Mabel Redondo – Entre Bambalinas – Campanario sigue la estela de Pantoja con «dientes, dientes..»


MADRID, 8 (OTR/PRESS)

Allá donde va da la nota, pero ella se pone el mundo por montera y finge que no le importa. Hablo de María José Campanario y la patética aparición que protagonizó el pasado fin de semana en Sevilla con motivo de la fiesta que organizó Ron Legendario.

Más de una veintena de periodistas nos desplazamos hasta la ciudad hispalense con el objetivo de cubrir lo que en principio podría ser un evento más de la nueva temporada, con el añadido de las esperadas declaraciones de la Campanario tras el aluvión de críticas que le han llovido en los últimos tiempos.

Además ella y su Jesulín acaban de protagonizar una exclusiva en «Hola» de catorce páginas, posan en Ambiciones y se muestran felices y contentos para acallar los rumores de separación que tanto les acechan.

Por esto y por muchas cosas más esperábamos al menos unas palabras de la castellonense. La organización, que por cierto dejó mucho que desear, nos aseguró que Campanario, al igual que otros venidos a más como Darek, hablarían con los medios puesto que así lo tenían apalabrado.

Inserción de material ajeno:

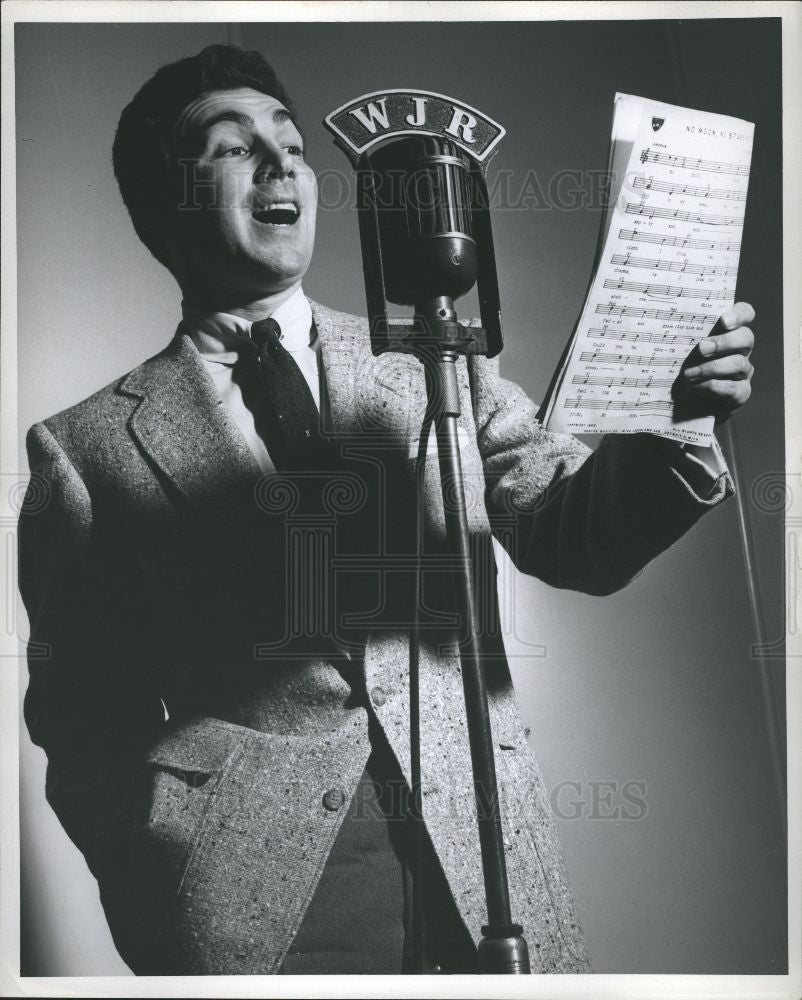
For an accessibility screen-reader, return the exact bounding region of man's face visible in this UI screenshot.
[172,87,317,308]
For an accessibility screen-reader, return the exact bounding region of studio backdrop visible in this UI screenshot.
[15,19,786,976]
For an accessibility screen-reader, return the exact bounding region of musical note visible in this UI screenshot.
[604,278,735,300]
[565,397,674,413]
[571,375,674,389]
[632,177,746,201]
[610,253,738,278]
[543,95,753,444]
[588,327,699,346]
[618,229,741,253]
[640,149,749,177]
[626,202,744,226]
[596,303,718,324]
[579,351,681,365]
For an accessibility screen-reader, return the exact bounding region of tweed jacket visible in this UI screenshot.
[20,303,732,974]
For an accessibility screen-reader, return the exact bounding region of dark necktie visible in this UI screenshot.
[245,318,331,472]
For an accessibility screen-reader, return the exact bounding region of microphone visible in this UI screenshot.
[366,135,479,306]
[324,90,504,357]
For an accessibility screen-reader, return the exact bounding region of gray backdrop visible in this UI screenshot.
[16,19,786,975]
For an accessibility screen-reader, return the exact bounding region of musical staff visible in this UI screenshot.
[571,375,674,389]
[588,327,699,346]
[579,351,678,365]
[626,201,743,226]
[610,253,738,278]
[596,302,718,324]
[543,94,754,444]
[632,177,746,201]
[618,229,741,252]
[604,278,735,299]
[640,148,749,177]
[565,397,674,413]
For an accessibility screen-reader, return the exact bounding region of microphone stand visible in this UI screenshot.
[410,296,530,975]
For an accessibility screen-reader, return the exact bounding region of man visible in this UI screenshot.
[21,46,753,974]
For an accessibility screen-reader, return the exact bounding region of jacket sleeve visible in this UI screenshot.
[19,424,164,866]
[471,358,733,594]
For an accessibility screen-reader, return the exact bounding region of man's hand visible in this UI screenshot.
[674,302,755,423]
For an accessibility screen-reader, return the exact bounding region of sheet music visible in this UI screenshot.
[543,94,754,445]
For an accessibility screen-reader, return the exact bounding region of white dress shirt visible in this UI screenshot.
[182,288,726,497]
[181,288,321,473]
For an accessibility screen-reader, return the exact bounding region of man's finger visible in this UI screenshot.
[716,302,755,330]
[697,326,755,358]
[684,354,755,385]
[688,379,752,409]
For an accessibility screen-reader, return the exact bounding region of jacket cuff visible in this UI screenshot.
[668,437,735,507]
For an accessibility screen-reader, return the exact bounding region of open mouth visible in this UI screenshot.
[251,201,301,226]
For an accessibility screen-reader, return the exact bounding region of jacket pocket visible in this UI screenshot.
[93,719,249,974]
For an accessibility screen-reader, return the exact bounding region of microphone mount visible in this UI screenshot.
[324,90,530,974]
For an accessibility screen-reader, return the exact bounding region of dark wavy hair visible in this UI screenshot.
[112,45,300,268]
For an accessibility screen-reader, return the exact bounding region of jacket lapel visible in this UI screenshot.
[119,327,260,509]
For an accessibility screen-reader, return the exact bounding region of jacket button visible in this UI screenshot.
[323,788,345,812]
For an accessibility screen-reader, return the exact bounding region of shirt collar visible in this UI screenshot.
[181,288,314,361]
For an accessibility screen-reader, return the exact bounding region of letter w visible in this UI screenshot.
[350,97,390,135]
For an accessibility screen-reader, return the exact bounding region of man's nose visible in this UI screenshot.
[254,142,295,184]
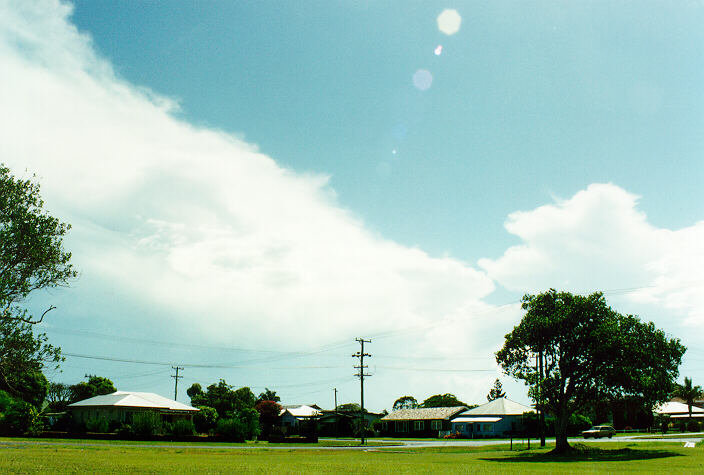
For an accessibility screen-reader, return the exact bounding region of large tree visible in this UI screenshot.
[420,393,469,407]
[496,289,686,452]
[0,164,76,400]
[486,378,506,402]
[69,374,117,403]
[393,396,420,411]
[673,376,702,419]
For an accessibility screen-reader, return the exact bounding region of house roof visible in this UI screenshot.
[279,404,322,417]
[655,401,704,415]
[68,391,198,412]
[381,406,467,421]
[460,397,533,417]
[452,416,502,424]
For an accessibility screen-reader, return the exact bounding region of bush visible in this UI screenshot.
[215,418,245,442]
[132,411,162,436]
[0,399,43,435]
[193,406,218,434]
[117,423,133,437]
[86,417,108,433]
[567,414,592,436]
[171,419,196,437]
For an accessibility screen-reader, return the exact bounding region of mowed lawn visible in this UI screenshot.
[0,439,704,474]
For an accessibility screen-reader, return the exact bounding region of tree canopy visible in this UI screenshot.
[70,374,117,403]
[673,376,702,419]
[486,378,506,402]
[257,388,281,402]
[420,393,467,407]
[393,396,420,411]
[186,379,257,418]
[496,289,686,452]
[0,164,76,323]
[0,164,76,405]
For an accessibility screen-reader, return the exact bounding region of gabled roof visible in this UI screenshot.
[68,391,198,412]
[460,397,533,417]
[655,401,704,415]
[381,406,467,421]
[279,404,322,417]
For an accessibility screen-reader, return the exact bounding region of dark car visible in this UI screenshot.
[582,426,616,439]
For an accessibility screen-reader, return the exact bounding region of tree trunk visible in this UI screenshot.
[552,408,572,454]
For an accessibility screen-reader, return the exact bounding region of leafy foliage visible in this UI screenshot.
[0,391,42,435]
[496,289,685,452]
[0,318,57,408]
[0,164,76,407]
[420,393,467,407]
[132,411,163,436]
[46,383,72,412]
[193,406,218,434]
[70,374,117,403]
[186,379,256,418]
[0,164,76,322]
[393,396,419,411]
[257,388,281,402]
[486,378,506,402]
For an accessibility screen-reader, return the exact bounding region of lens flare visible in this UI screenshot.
[438,9,462,35]
[413,69,433,91]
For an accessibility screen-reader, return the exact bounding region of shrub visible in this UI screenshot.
[86,417,108,433]
[216,418,245,442]
[193,406,218,433]
[2,399,43,435]
[171,419,196,437]
[132,411,162,436]
[117,423,133,437]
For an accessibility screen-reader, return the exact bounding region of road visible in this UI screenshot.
[0,432,704,451]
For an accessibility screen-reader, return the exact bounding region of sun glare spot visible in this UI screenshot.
[438,9,462,35]
[413,69,433,91]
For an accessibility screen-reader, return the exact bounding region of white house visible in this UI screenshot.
[452,397,533,437]
[67,391,198,424]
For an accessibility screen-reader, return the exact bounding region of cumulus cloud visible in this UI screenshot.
[0,1,493,354]
[479,184,704,332]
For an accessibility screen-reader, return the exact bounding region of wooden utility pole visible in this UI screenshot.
[538,348,545,447]
[352,338,372,445]
[171,366,183,401]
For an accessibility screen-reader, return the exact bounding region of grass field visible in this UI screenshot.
[0,439,704,474]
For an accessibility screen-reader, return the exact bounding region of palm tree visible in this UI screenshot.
[675,376,702,419]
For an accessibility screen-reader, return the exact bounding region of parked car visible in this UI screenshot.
[582,426,616,439]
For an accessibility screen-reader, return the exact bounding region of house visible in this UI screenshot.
[381,406,467,437]
[67,391,198,424]
[655,400,704,419]
[279,404,322,432]
[452,397,533,438]
[318,411,385,437]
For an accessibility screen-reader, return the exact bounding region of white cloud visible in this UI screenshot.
[0,1,493,354]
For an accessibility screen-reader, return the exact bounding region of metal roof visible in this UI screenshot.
[381,406,467,421]
[452,417,503,424]
[68,391,198,412]
[460,397,533,416]
[655,401,704,415]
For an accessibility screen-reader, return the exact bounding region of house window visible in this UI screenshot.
[396,421,408,432]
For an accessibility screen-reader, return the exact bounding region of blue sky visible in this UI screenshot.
[0,1,704,409]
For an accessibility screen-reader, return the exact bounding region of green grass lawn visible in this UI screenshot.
[0,439,704,473]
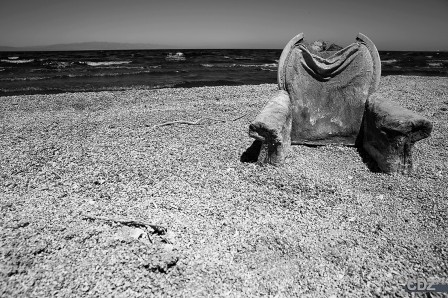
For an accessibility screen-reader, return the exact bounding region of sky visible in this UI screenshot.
[0,0,448,51]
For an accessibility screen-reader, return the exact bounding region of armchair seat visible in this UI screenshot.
[242,33,432,173]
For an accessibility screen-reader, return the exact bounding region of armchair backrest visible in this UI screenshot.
[278,33,381,145]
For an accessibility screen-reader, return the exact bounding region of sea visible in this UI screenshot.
[0,49,448,96]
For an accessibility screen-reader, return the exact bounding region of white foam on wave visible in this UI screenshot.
[381,59,397,64]
[80,61,132,66]
[428,62,443,67]
[1,59,34,64]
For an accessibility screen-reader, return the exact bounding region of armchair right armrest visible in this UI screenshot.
[362,94,432,173]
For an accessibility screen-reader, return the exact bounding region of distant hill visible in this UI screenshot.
[0,42,166,52]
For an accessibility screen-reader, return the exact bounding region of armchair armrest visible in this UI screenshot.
[362,94,432,173]
[249,90,292,165]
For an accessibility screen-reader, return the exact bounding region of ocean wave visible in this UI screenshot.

Todo era mentira, el photocall en el Palacio de Exposiciones y Congresos de Sevilla donde se celebró la macrofiesta que reunió a más de 9000 personas, se convirtió en una auténtica batalla campal.

María José llegó, posó apenas un minuto y escoltada por unos «mazas» imposibles fue trasladada al interior del recinto, a la parte «vip». No hubo declaraciones, ni entrevistas, ni una palabra. Lo que sí hubo por parte de Campanario fue una sonrisa hierática congelada mientras la portaban los guardaespaldas; la era testigo de la desesperación de la prensa que no podíamos arrancarle unas palabras. En el fondo creo que disfrutó con el espectáculo y pensó lo mismo que la Pantoja; «dientes, dientes que eso les jode». Esa sonrisa, que ya quisiera ella que se asemejase a la de «La Gioconda» de Da Vinci, me recordó a la misma que puso cuando en abril del 2006 era detenida en los juzgados de Jerez por su supuesta implicación en el «Caso Karlos». Yo seguí intensamente esa dura e inolvidable jornada porque me encargué de retransmitir los numerosos e interminables directos para «Salsa Rosa» el programa de Tele 5 en el que yo trabajaba.

También hay mucho misterio en cuanto a las condiciones en las que acudió a la fiesta. La organización se contradice; primero nos contaron a los periodistas que fue Campanario, a través de su representante Susana Uribarri, quien se ofreció para acudir gratis al evento porque tenía ganas de hablar y aclarar todo lo que se había dicho sobre ella en los últimos meses. Y ahora Ron Legendario sale del paso anunciando que tomarán medidas legales porque las «no declaraciones» de Campanario a la prensa afectan negativamente a la imagen de la marca.

Como diría Sara Montiel «¿pero qué broma es esta?», es evidente que no cuadra nada. Si la firma apoyaba las declaraciones de Campanario ¿por qué se le destina un numeroso dispositivo de seguridad que impide que la prensa le pregunte?, ¿por qué a los periodistas que estábamos allí nos engañan por segunda vez cuándo nos juran y perjuran que a su salida, la Campa nos atenderá unos minutos?, ¿por qué tampoco habló Darek?, ¿qué tipo de contratos se firmaron en esa fiesta?… A mi todo esto me huele raro, raro, raro*

Esta semana El Mundo publicó una encuesta sobre el porcentaje de los partidarios y detractores de Belén Esteban y Campanario, sondeo en el que la de San Blas sale triunfante, un mazazo más que añadir a la imagen pública de Maria José.

La Esteban tiene un punto caricaturesco televisivo que no tiene la Campanario. Esa es la ventaja de la primera y eso llama la atención a las masas que se dividen para inclinarse por una o por otra.

Sin embargo, y a pesar de reconocer lo mal que se lo monta la Campanario, no apoyo la campaña de linchamiento que se le está propinando a la de Castellón. No es justa esa permanente inquina que muestran (y no me refiero a la Esteban), algunos colaboradores que pierden la más absoluta objetividad cuando hablan de las dos caras menos glamurosas de la prensa del corazón.

Aún así reconozco que me divierten, tienen un punto de «vecinas de corrala» que en el fondo o en la superficie todos y todas siempre llevamos dentro. ¿O no recuerdan el enfrentamiento de Victoria Beckam con Ana Obregón en el gimnasio cuando casi se tiran de los pelos por David Beckam? Estas dos son más finas, pero también florecen en ellas los instintos más primarios.